Mombo Camp – June 2013
Usually this newsletter begins with an update on the Moporota Pride’s presence in camp, but this month we were visited by a very different cat. Early one morning, I was sitting in the main area having waved the guests off on drive. Suddenly, I heard a game viewer pull into the rotunda, and I leapt up thinking that the guests had forgotten something and were going to catch me in a rare ‘feet up’ moment as I was waiting for the day to begin. Instead, I saw Cisco waving at me and pointing at something in the bushes next to the boardwalk. He called out “inkwe” and I stopped in my tracks.

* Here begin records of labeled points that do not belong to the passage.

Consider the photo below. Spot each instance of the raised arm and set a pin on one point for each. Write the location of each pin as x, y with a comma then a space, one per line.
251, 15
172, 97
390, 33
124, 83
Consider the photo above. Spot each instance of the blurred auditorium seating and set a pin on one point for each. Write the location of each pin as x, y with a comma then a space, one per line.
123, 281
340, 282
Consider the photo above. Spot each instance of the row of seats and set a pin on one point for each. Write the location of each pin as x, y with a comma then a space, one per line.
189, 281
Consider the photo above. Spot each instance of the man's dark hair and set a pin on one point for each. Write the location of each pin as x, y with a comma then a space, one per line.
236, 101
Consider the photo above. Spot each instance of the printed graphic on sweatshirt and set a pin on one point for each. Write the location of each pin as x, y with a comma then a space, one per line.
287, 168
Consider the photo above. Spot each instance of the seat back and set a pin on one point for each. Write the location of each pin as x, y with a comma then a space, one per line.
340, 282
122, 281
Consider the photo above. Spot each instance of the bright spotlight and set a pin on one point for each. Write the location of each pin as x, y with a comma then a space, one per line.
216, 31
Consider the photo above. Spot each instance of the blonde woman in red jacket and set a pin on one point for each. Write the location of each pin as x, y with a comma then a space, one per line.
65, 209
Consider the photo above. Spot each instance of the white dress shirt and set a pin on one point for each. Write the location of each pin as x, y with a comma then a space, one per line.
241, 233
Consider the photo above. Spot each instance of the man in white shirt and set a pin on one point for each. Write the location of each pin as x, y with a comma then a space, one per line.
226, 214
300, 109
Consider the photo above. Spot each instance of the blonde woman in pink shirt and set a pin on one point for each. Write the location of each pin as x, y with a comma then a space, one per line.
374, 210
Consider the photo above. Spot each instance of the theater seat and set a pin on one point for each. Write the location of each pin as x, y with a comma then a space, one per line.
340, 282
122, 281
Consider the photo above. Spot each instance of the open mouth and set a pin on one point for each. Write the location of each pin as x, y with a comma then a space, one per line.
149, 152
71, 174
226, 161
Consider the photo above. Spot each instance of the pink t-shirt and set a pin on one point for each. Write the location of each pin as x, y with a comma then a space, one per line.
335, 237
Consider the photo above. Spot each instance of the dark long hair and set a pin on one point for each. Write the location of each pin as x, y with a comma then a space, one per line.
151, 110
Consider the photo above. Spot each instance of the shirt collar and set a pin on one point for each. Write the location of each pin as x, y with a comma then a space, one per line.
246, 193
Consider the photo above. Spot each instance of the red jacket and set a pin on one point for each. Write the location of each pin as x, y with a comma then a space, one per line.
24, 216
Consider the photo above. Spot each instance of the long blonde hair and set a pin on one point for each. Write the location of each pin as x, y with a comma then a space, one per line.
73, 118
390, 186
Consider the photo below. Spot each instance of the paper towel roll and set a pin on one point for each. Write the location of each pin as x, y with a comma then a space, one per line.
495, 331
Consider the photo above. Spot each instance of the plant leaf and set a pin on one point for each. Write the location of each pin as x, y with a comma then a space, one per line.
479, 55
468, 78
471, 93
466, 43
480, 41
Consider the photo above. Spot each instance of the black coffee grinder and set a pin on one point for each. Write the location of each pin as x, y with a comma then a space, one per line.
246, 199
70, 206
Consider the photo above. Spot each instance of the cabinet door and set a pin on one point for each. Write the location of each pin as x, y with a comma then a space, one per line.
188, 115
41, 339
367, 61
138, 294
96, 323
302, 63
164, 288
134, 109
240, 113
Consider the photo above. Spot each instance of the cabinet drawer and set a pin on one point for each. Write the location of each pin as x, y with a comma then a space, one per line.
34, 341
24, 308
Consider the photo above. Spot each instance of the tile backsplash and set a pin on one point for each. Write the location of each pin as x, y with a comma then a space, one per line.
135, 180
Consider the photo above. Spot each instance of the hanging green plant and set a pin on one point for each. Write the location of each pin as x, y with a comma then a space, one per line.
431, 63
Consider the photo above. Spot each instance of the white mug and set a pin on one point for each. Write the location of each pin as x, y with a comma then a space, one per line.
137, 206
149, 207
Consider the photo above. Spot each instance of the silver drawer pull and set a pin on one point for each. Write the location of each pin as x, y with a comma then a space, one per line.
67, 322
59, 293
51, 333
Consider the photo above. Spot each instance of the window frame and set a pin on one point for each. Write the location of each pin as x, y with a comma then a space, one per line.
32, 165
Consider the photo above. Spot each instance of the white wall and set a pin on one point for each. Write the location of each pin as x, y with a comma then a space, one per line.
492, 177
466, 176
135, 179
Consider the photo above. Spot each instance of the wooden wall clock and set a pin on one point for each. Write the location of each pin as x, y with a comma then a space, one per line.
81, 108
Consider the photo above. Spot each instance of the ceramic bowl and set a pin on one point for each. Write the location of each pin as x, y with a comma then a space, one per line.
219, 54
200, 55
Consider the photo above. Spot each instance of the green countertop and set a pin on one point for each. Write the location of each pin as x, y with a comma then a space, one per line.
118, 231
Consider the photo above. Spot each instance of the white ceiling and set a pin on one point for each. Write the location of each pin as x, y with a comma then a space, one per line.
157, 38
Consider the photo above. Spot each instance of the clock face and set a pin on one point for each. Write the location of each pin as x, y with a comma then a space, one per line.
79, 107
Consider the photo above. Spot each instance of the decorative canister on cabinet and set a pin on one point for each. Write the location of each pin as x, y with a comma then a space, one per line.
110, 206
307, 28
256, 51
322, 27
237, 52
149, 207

There was a leopard in the bushes.
The squirrels and francolins were going nuts, indicating the presence of a predator, and I crept towards the office to peer through the shade -cloth window and try to spot her. The game -viewer eventually pulled out as the leopard did not materialise. I sat typing out the day sheet and glancing over my shoulder every now and then as the squirrels continued chattering frantically.
Other managers arrived and I spent a lot of time shooing staff away from the area where I knew the leopard was lying, nervous that someone would be pounced on before morning meeting. Graham took a walk down the boardwalk to have a look, assuming the leopard was Legedema gracing us with her presence after a long absence from camp. Kirsty and I were sitting in the office chatting away when we heard the unmistakeable snarl of an angry spotted cat: we jumped up and saw Graham emerge from the undergrowth looking rather sheepish: “Yup, it’s Pula. Don’t go down there!”

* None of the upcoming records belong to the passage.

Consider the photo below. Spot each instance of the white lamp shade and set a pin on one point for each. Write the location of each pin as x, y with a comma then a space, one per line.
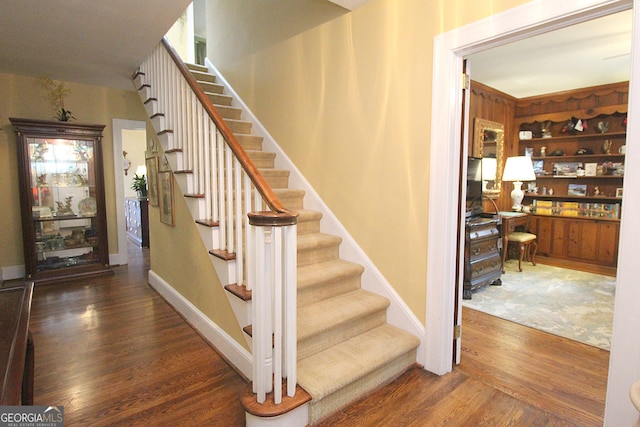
489, 166
519, 169
141, 170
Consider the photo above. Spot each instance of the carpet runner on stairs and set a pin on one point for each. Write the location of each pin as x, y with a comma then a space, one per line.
345, 347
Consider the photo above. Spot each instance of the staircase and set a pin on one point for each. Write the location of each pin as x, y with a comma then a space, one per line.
345, 346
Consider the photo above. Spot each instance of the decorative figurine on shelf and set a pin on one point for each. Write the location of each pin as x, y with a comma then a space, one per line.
42, 180
65, 210
81, 151
546, 129
602, 127
57, 92
40, 149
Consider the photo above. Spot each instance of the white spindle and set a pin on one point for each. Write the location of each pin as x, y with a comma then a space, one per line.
266, 257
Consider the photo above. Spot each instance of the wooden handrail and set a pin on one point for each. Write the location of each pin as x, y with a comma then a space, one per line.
254, 174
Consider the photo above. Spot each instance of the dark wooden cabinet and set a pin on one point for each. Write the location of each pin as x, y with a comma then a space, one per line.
577, 240
577, 202
62, 200
482, 254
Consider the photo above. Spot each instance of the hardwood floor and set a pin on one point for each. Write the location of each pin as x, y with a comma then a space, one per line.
114, 353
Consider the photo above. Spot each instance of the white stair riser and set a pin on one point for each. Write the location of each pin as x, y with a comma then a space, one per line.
151, 106
138, 81
159, 122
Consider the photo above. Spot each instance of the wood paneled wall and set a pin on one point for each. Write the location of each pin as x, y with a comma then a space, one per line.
490, 104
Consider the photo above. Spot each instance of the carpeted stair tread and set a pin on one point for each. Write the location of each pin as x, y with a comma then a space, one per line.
203, 76
196, 67
291, 198
308, 221
308, 215
219, 98
310, 241
332, 312
261, 159
327, 279
228, 112
323, 373
249, 142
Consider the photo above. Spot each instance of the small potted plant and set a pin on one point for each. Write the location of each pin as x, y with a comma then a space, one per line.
57, 92
139, 184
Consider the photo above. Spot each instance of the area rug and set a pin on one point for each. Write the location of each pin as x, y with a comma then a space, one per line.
572, 304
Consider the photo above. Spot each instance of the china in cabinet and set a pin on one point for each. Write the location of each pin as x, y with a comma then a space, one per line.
577, 196
62, 199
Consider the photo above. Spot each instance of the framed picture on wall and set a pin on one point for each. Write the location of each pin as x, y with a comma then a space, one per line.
577, 190
152, 179
165, 197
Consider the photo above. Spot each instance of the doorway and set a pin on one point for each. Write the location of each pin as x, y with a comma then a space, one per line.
530, 19
125, 133
516, 72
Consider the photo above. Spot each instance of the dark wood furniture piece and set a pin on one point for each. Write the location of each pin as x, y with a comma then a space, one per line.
137, 219
482, 256
576, 213
62, 199
16, 346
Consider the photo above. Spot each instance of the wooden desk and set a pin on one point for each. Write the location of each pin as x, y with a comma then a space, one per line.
510, 221
16, 346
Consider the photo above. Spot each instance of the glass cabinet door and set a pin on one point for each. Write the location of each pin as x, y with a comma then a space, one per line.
62, 199
64, 204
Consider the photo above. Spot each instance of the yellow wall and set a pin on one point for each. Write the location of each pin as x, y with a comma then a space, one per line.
177, 253
348, 97
24, 97
181, 259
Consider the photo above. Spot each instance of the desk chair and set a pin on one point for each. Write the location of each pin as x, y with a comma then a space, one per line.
527, 245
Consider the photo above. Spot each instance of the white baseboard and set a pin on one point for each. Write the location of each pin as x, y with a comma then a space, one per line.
12, 272
227, 346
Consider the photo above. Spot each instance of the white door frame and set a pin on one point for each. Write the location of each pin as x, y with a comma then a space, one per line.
447, 148
121, 257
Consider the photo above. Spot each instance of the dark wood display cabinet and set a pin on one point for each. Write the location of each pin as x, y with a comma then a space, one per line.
62, 200
579, 177
482, 255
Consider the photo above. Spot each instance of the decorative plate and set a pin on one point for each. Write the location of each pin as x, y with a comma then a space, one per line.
87, 207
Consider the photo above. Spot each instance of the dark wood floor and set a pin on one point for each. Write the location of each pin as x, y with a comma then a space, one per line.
115, 354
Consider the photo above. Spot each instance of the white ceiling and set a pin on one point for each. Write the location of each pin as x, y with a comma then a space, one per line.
588, 54
102, 42
98, 42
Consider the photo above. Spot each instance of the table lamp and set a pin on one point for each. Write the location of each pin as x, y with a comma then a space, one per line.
518, 169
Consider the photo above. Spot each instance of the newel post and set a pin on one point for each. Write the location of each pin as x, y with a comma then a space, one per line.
272, 272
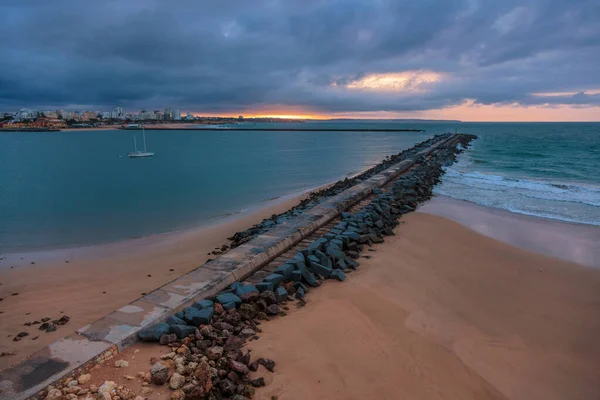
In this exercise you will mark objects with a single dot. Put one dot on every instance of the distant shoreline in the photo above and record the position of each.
(279, 129)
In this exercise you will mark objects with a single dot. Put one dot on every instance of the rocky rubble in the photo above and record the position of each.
(207, 358)
(315, 197)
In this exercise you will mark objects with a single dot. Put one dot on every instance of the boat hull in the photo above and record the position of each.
(140, 154)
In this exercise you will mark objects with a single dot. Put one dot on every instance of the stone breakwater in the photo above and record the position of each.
(207, 315)
(205, 357)
(317, 196)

She outwitted us once again, however, and disappeared as enigmatically as she had arrived.
This increased predator activity has not stopped managers from trying out new methods of wowing guests as they return to camp. We have been meeting them back on the Tully Tully Bridge with great punch bowls of Mojitos or Bloody Marys, tin mugs hanging on thorn bushes ready to be handed to the guests as they drive past. The first time we tried this, the guests were very happy, although they did ask us if we were completely insane to be lurking outside camp with no obvious escape vehicle as it was getting dark.

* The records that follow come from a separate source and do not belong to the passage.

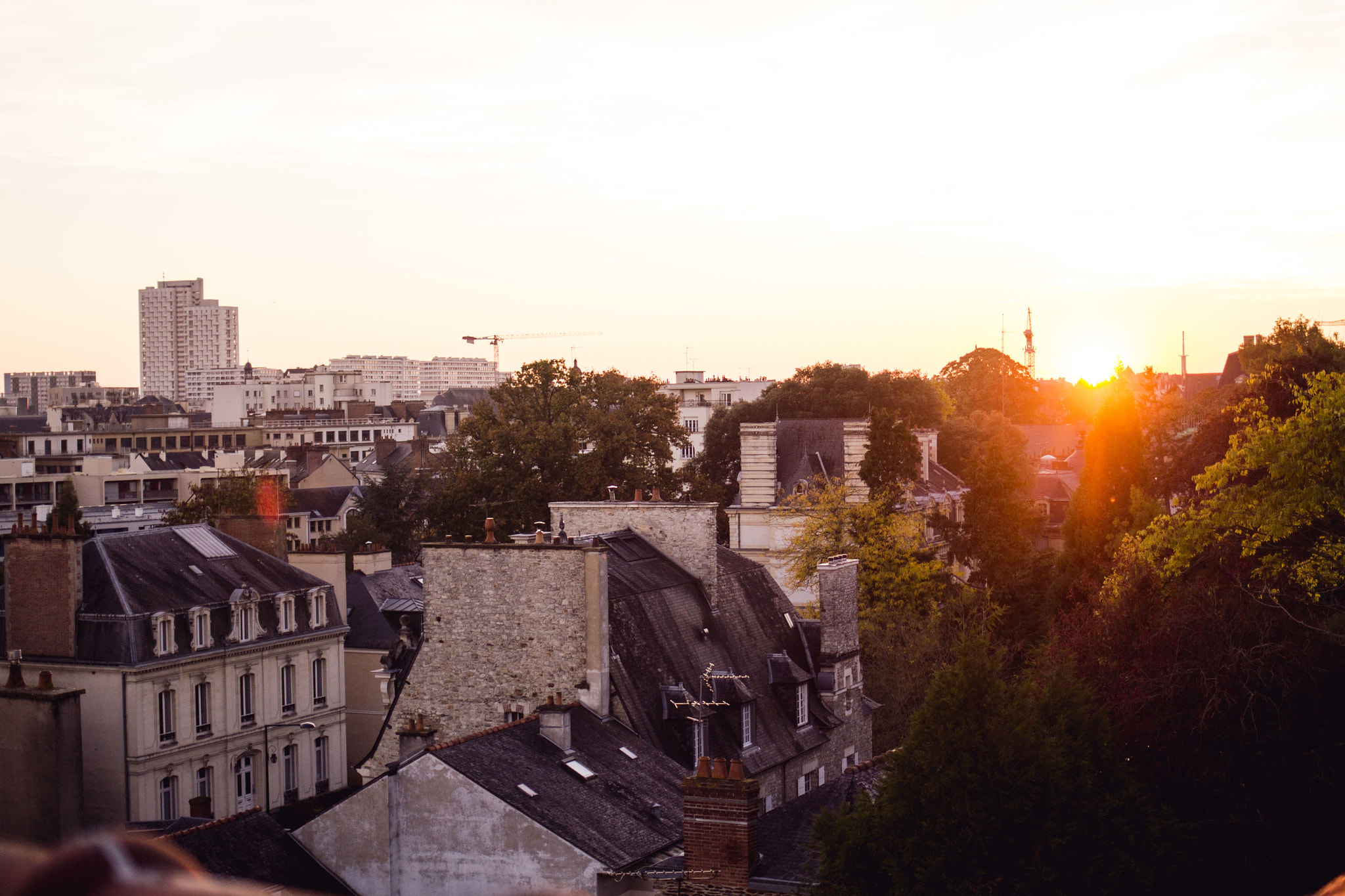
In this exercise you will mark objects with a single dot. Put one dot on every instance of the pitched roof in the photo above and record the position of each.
(320, 503)
(665, 634)
(609, 816)
(254, 847)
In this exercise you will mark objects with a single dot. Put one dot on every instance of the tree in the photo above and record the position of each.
(986, 379)
(66, 511)
(554, 433)
(237, 494)
(1005, 788)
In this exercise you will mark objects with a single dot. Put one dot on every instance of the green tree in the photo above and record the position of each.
(1000, 788)
(66, 509)
(237, 494)
(986, 379)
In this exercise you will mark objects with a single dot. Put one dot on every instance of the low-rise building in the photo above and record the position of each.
(210, 668)
(697, 399)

We answered that it was all in the name of a good sundowner cocktail. The lone wild dog has been seen regularly, accompanied by her faithful jackal friends. Guests were a little concerned to see her looking rather bedraggled and with some mange on her coat, but we are happy to report that she is getting back to her old self, and we could even hear her calling from camp recently. The fact that she is so active at night is intriguing, as we always assumed that her lone status would force her to lie very low when other predators are more active. Her charisma grows each day, her defiance of our assumptions being just another reason to admire her. With the slowly rising water levels, the birdlife has exploded near camp as well. We have had mind -boggling Pel’s fishing-owl sightings at Little Mombo as well as main camp: the two adults and their over -exuberant chick have been providing countless photograph opportunities as they catch and eat cat -fish overlooking the breakfast table, or swoop down to the water in front of camp to hunt during pre -dinner drinks. The two wattled cranes are still displaying regularly in the floodplain, and numbers of jacanas, saddle-billed storks, pied kingfishers and many other water birds have turned up since their feeding grounds have expanded.
One of the more extraordinary sightings this past month has been of another rare and beautiful cat. Two separate serval sightings were recorded not far from camp. The first was of a female who was hunting in open grassland and only two days later a different individual was seen behaving in an equally relaxed manner around the vehicles. This sudden emergence of a normally secretive cat has been put down to topographical changes since the water has started rising: smaller animals, insects etc. have been forced out of their regular homes and the servals themselves have mostly likely moved their dens to safer, drier ground. We can only wait in excitement to see what other unusual wildlife might pop out of the bush as the water keeps rising!